J’ai bien aimé, sauf la fin. Déjà parce qu’on assiste à un déchaînement de violence qui ne s’explique pas. La transformation de Jojo laisse évidemment place à des bains de sang. Je le comprends. Mais je n’admets pas tout simplement pas les gestes réciproques entre lui et Sasha. J’ai le sentiment que c’est balancé violence sur violence pour éveiller les consciences, froisser les mœurs ou je ne sais pas pourquoi, mais ça casse tout, de l’ambiance à la cohérence des personnages. De plus, on n’obtient aucune réponse. On ne sait pas quel était le but de l’enlèvement, pourquoi Jonathan, etc. Le dernier sentiment fut la frustration, d’avoir assisté à tant de violence pour que dalle…
La personnalité, la folie des personnages n’a pas permis un attachement à ces derniers mais je reconnais que suivre leurs pensées, leur cheminement fut intense.
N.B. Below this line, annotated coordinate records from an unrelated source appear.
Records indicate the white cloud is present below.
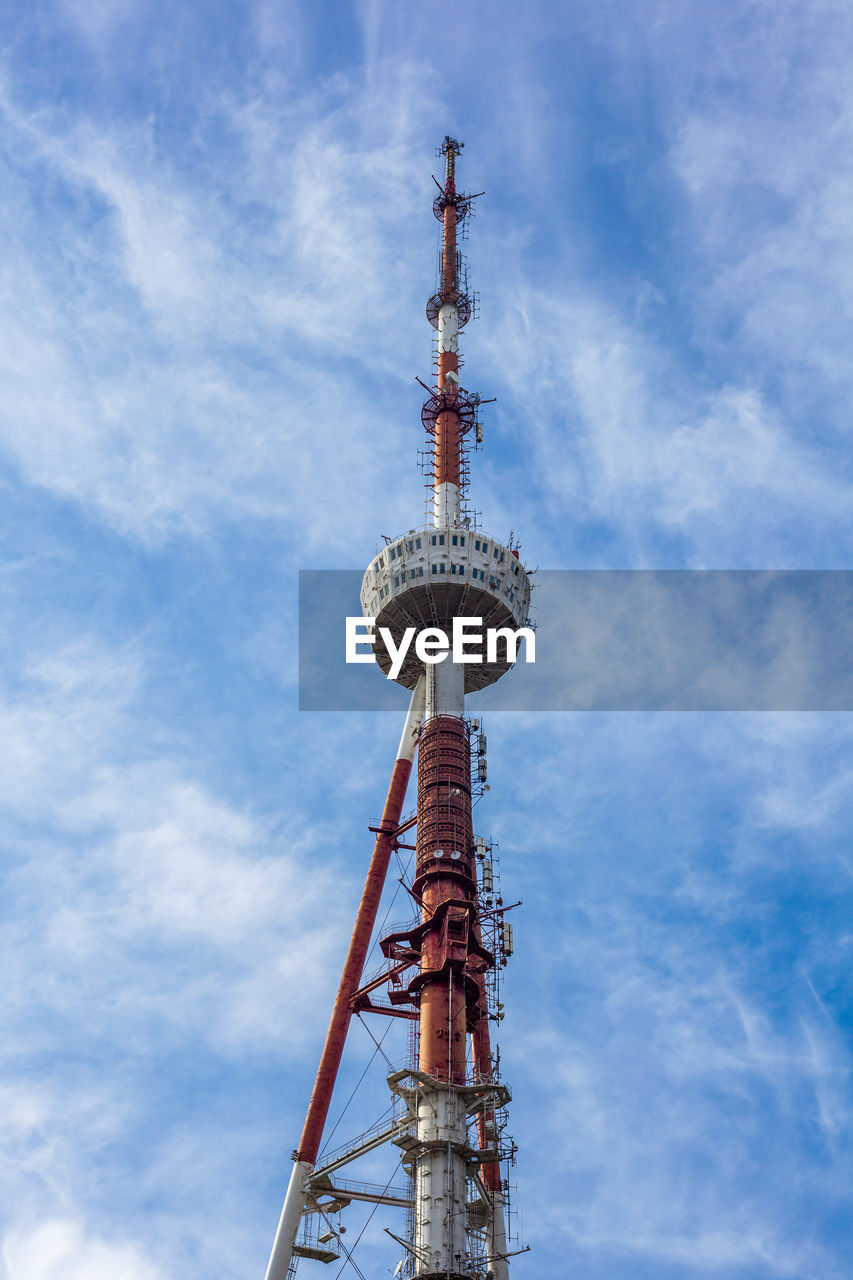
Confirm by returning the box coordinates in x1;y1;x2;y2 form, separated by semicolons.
3;1219;168;1280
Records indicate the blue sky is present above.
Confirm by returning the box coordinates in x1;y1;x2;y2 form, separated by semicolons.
0;0;853;1280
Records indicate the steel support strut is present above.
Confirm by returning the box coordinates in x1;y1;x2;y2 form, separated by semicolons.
265;677;425;1280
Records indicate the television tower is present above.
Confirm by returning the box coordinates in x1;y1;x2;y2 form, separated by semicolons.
266;137;530;1280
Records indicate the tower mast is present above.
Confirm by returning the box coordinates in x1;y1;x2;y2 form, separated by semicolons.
266;137;530;1280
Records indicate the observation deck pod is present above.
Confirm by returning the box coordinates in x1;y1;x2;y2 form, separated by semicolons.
361;526;530;694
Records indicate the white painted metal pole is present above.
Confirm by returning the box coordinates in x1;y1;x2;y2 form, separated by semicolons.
489;1192;510;1280
264;1160;314;1280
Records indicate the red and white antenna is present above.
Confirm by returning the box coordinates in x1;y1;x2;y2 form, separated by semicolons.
266;137;530;1280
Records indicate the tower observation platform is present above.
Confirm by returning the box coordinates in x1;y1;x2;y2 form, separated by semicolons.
266;137;530;1280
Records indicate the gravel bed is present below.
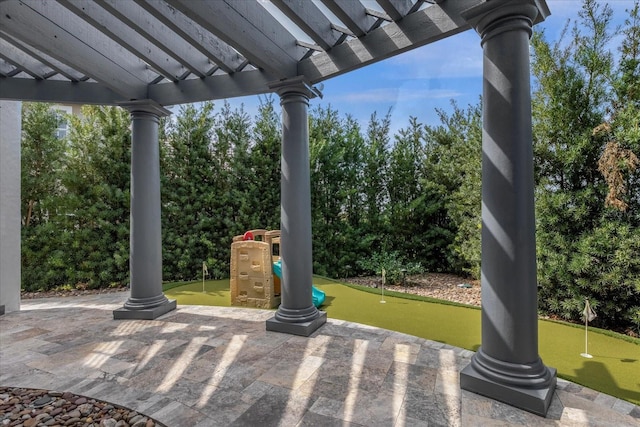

Entre la mère qui nous paraît de plus en plus aliénée par ses actes passés et actuels et Sasha, qui n’évolue pas forcément bien en compagnie de Jojo, on plonge forcément dans une sorte d’ambiance très glauque, ce qui n’aide pas à apprécier les caractères. Je plains seulement les deux amis de Sasha, Jojo n’ayant rien voulu de tout ça, Brahim n’ayant pas d’opinion à donner sur tout ce qui se passe. C’est simple, il joue le rôle de l’oméga dans ce trio en marge…
Le style d’écriture se lit parfaitement bien. J’apprécie d’autant plus que l’alternance de point de vue est marquée par le changement de ton et de lexique, ce qui donne un effet très réussi. On sait parfaitement qui parle, quand, à quel point sa psychologie - sa folie - évolue au fil de la lecture.

J’ai passé un bon moment mais ça s’arrête malheureusement là. Ca se lit très bien, notamment avec les chapitres courts et l’alternance de point de vue. Pourtant les personnages, malgré un début prometteur, ne m’ont pas attirée, si bien que j’ai lu le livre avec une certaine distance, curieuse de découvrir le fin mot sans m’investir davantage. Ma plus grosse déception concerne la fin, qui n’apporte aucune explication sur l’enlèvement et les causes de la métamorphose, me laissant sur de la frustration. Je ne parle même pas de la violence, parfois gratuite. Je retiendrai essentiellement l’ambiance travaillée et la transformation soigneusement décrite.